The House That Fire Built, largely based on real experience, is told in lyric and narrative poems, reminiscent of the work of Robinson Jeffers in its “California Gothic” explorations of death and loss (and a bit of David Lynch, too). The setting colors events and opens reality up to deeper and sometimes violent mysteries, while also offering the solace and awareness found through the dhamma and the natural world. But where Jeffers typically ends his poetic narratives in tragedy, this story turns to the powers of love, meditation, and awareness for healing and growth.
The Runner Between Worlds, Book One of Rifts: Young Adult Science Fiction Trilogy, currently seeking a home. Here’s my query!

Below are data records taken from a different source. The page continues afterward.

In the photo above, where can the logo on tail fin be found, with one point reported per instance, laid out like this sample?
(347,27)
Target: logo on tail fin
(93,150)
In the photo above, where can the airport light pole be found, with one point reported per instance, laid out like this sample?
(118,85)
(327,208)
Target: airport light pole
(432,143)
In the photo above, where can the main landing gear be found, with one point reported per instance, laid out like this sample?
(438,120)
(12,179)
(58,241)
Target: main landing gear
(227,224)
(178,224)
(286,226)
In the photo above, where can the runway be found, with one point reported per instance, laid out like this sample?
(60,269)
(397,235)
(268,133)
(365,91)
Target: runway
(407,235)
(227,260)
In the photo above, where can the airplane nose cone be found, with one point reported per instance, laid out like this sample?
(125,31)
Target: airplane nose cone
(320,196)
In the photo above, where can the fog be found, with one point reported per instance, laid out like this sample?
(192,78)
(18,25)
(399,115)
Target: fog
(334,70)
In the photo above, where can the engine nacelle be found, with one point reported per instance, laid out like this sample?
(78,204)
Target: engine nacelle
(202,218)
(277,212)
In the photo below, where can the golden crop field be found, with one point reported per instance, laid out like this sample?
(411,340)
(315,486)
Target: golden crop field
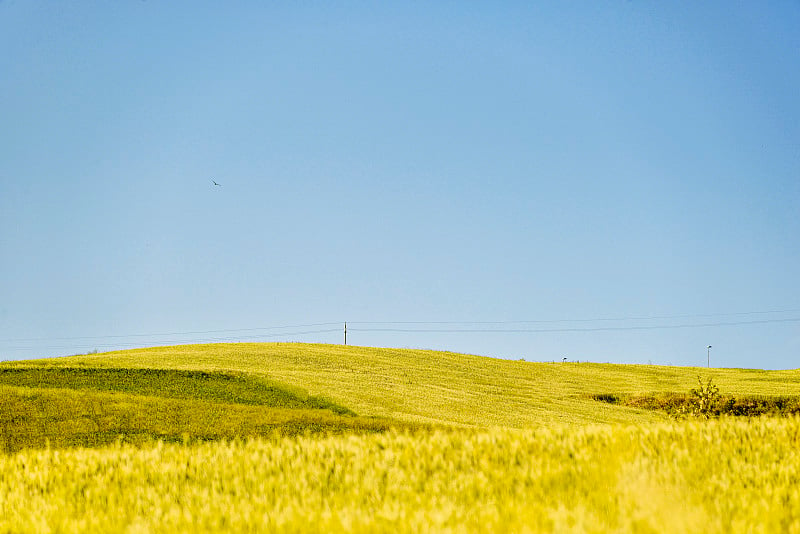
(442,387)
(284,437)
(717,476)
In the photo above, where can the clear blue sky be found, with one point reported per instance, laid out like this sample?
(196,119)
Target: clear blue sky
(623,175)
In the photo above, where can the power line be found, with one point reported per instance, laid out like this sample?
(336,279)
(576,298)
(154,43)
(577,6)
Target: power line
(122,336)
(576,329)
(600,319)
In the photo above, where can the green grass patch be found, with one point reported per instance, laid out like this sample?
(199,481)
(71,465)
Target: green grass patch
(448,388)
(61,418)
(228,387)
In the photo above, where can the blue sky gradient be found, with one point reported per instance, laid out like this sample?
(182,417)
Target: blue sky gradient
(564,163)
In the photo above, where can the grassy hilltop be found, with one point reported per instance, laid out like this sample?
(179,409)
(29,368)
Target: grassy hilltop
(354,439)
(420,386)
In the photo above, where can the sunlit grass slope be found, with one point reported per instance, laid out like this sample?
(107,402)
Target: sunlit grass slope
(442,387)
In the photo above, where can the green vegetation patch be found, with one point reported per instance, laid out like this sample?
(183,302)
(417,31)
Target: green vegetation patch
(62,418)
(227,387)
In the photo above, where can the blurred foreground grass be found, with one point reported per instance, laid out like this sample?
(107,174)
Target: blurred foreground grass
(711,476)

When sixteen-year-old Isaac breaks into his missing dad’s forbidden lab, the ore he finds opens a Rift that propels him into a parallel universe. Isaac lands on Uriel, a highly advanced sister planet to Earth, where he is placed in an elite school to learn the powers unleashed when science and meditation are united, as well as to be protected from the unknown agents who smuggled the ore to Earth. There he meets Desert Hawk, a girl who helps teach him to alter matter via thought equations, tap into a mycelium “Internet” containing billions of years of knowledge, and travel Rifts across the galaxies. She also says she can find his father, but in exchange, she wants Isaac’s help to discover who is stealing the ore from her people’s lands. Attracted to her, and desperate to find his father, Isaac helps her discover the ore is being swapped for uranium by one of Uriel’s leaders to build Rift transporters, part of a plan to create an inter-galactic empire. If Isaac and Desert Hawk fail, not only will his father be lost forever, but the volatile transporters may start a chain reaction that will obliterate Uriel, and Earth. However, after Isaac believes Desert Hawk has betrayed him, he opens a Rift to travel home and becomes lost in the Rift channels. A Keeper of the Rifts saves him, offers surprising advice on love, and gives Isaac a rare gift before sending him back to Uriel. Instead, Isaac uses the gift to return to Earth, where he is greeted by devastation.

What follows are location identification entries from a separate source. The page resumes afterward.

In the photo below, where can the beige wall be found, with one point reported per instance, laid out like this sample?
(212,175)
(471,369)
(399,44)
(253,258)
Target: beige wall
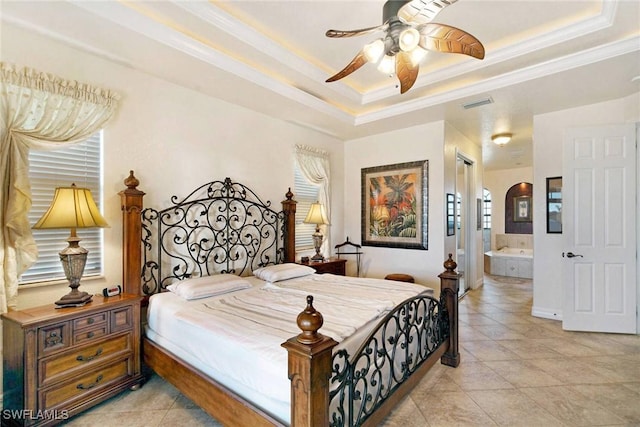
(174,139)
(424,142)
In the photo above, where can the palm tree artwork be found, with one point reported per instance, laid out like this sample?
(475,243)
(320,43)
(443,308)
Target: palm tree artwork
(392,204)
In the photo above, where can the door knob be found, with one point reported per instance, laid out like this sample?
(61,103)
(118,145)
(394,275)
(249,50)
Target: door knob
(572,255)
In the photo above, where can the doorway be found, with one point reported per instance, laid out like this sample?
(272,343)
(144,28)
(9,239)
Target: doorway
(464,217)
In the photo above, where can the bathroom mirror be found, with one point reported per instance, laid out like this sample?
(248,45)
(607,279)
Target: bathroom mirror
(554,204)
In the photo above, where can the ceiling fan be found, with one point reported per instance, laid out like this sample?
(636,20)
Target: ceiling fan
(409,33)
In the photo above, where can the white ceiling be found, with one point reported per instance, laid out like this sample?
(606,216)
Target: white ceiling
(272,56)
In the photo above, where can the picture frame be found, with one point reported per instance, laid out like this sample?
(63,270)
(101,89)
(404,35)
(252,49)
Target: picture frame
(554,205)
(522,209)
(395,205)
(451,214)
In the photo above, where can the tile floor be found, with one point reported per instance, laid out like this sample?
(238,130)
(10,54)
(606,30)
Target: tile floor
(516,370)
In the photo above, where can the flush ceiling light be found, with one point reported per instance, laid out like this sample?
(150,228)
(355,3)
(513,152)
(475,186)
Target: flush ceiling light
(501,138)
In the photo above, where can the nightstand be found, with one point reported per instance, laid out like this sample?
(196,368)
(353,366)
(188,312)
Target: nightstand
(61,361)
(331,265)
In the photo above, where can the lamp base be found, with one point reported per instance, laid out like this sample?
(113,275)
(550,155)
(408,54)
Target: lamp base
(74,298)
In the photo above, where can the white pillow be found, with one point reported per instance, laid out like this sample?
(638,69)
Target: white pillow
(274,273)
(208,286)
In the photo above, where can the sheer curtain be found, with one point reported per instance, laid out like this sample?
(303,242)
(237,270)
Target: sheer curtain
(37,111)
(314,165)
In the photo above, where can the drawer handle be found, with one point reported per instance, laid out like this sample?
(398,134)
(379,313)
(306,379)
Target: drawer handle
(53,339)
(89,386)
(81,358)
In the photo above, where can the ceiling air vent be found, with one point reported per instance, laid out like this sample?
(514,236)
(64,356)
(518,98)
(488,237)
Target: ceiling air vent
(478,103)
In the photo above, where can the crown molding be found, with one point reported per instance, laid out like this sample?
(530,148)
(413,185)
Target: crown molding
(124,16)
(568,62)
(213,15)
(587,26)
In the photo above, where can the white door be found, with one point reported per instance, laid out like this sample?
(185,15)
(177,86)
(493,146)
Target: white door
(599,228)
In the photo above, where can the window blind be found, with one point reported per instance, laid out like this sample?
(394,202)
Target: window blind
(305,194)
(80,164)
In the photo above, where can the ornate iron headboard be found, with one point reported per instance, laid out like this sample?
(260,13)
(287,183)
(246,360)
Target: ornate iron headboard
(221,227)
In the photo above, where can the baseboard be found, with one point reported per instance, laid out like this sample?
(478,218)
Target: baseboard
(546,313)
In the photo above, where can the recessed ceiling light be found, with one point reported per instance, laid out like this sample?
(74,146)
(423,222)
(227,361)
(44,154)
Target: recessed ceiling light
(478,103)
(501,138)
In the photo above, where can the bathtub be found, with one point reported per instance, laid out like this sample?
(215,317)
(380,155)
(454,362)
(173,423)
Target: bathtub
(511,262)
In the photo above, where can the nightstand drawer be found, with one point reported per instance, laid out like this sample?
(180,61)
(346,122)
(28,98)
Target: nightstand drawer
(69,363)
(84,385)
(69,359)
(55,337)
(90,321)
(88,335)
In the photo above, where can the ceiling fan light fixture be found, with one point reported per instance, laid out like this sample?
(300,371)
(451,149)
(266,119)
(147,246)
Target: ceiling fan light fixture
(409,39)
(374,51)
(387,65)
(417,55)
(501,138)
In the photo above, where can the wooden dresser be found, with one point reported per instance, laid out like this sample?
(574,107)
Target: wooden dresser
(59,362)
(331,265)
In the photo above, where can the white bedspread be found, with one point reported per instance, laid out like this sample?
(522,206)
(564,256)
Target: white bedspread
(235,338)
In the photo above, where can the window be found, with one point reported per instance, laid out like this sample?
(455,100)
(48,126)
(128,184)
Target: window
(486,214)
(305,194)
(80,164)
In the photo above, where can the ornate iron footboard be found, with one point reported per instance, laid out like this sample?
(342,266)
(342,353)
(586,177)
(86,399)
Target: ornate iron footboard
(221,227)
(403,340)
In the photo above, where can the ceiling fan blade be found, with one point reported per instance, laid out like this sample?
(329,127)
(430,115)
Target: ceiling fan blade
(444,38)
(422,11)
(405,69)
(353,33)
(355,63)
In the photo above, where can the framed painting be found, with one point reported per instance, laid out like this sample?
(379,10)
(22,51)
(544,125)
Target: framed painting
(451,215)
(522,209)
(554,205)
(394,205)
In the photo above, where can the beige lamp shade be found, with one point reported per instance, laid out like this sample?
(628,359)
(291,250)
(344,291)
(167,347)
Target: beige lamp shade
(317,214)
(72,207)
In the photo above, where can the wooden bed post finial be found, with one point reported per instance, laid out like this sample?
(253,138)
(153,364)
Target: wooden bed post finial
(449,286)
(310,320)
(309,364)
(131,205)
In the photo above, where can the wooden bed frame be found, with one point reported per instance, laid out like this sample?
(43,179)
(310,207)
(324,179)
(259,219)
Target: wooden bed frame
(310,353)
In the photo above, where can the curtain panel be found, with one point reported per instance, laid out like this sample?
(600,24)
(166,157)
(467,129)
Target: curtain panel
(314,165)
(37,111)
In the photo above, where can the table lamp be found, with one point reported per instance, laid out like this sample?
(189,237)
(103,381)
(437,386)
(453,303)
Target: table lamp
(72,207)
(317,215)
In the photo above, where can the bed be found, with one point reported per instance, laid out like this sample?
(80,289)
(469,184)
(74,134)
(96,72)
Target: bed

THE RUNNER BETWEEN WORLDS, Book One in the trilogy, RIFTS, is a YA science fiction novel of 106,000 words. The story is told by Isaac, a champion long-distance runner and top math student from Santa Cruz, California, whose parents are both scientists. The series features a cross-universe teen romance set in a world shaped by cutting-edge science, political intrigue, spiritual mysticism, and environmental crises. Books Two and Three continue Isaac’s search, now for both missing parents, as he attempts to tell friend from foe, navigate love, and thwart plans threatening to destabilize two universes.